Author: Kirsten Olson
No. of Pages: 213
First Released: 2009
Synopsis (Courtesy of FSB Associates): “While reformers and policymakers focus on achievement gaps, testing, and accountability, millions of students mentally and emotionally disengage from learning and many gifted teachers leave the field. Ironically, today’s schooling is damaging the single most essential component to education – the joy of learning.
How do we recognize the ‘wounds’ caused by outdated schooling policies? How do we heal them? Kirsten Olson brings to light the devastating consequences of an educational approach that values conformity over creativity, flattens student’s interests, and dampens down differences among learners. Drawing on deeply emotional stories, Olson shows that current institutional structures do not produce the kinds of minds and thinking that society really needs. Instead, the system tends to shame, disable, and bore many learners. Most importantly, she presents the experiences of wounded learners who have healed and shows what teachers, parents, and students can do right now to help themselves stay healthy.”

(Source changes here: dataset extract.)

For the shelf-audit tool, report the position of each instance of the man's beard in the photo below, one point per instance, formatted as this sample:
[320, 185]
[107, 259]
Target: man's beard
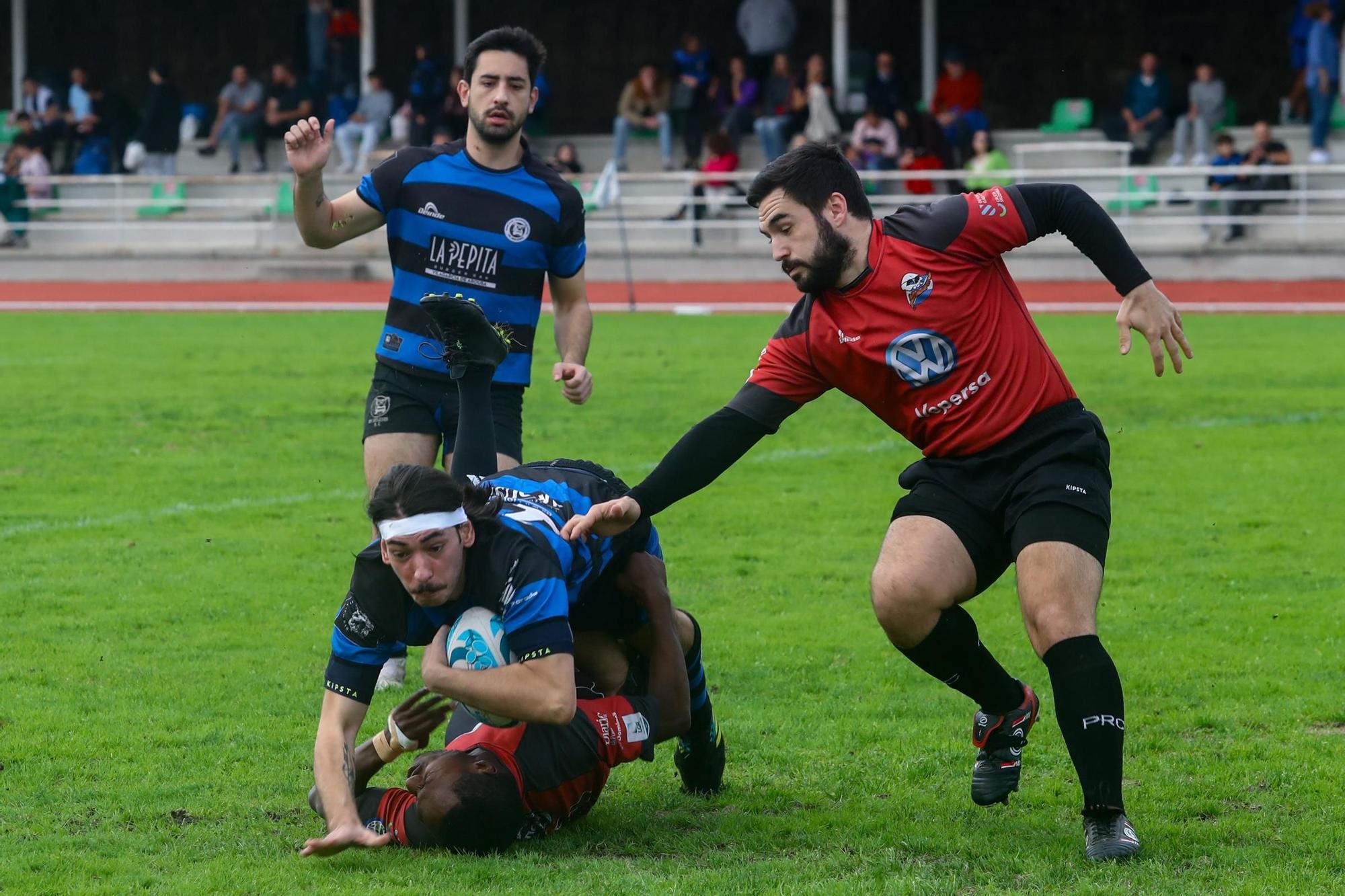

Comments and Critiques: The timeliness of this book falling into my hands cannot be ignored. My son is a brilliant child. He knows more about dinosaurs and space, and did by the age of four, than I ever will in my entire life. At age four, he drew and created his own book – a Blue’s Clues book that actually had three different clues on different pages and a summary page, just like the TV show. He’s already been moved up a grade and yet…last year was a horrible school year. He failed to do any homework, shoved papers into his desk and never brought them home, was constantly getting in trouble/detentions for disrupting the class. We did not find out that there was a significant problem until well into the second half of the school year, at which time his teacher kept telling us that “Connor is too bright to be struggling this much”. As if the fact that he is intelligent precludes him from ever having difficulties in school. My husband and I tried to stay polite and work within the constraints given to us. Unfortunately, Connor continued to get detentions, failed assignments and generally struggled throughout the rest of the year. When asked, he swears that the teacher did not like him and would tell us of situations that occurred in the classroom where he was either ignored, belittled by the teacher, or both. We saw this incredibly talented, exceptionally bright, eager student who is absolutely fascinated by science turn into a sullen child who resented school and all but refused to do his homework. After reading this book, I now realize that my son has been severely wounded by school.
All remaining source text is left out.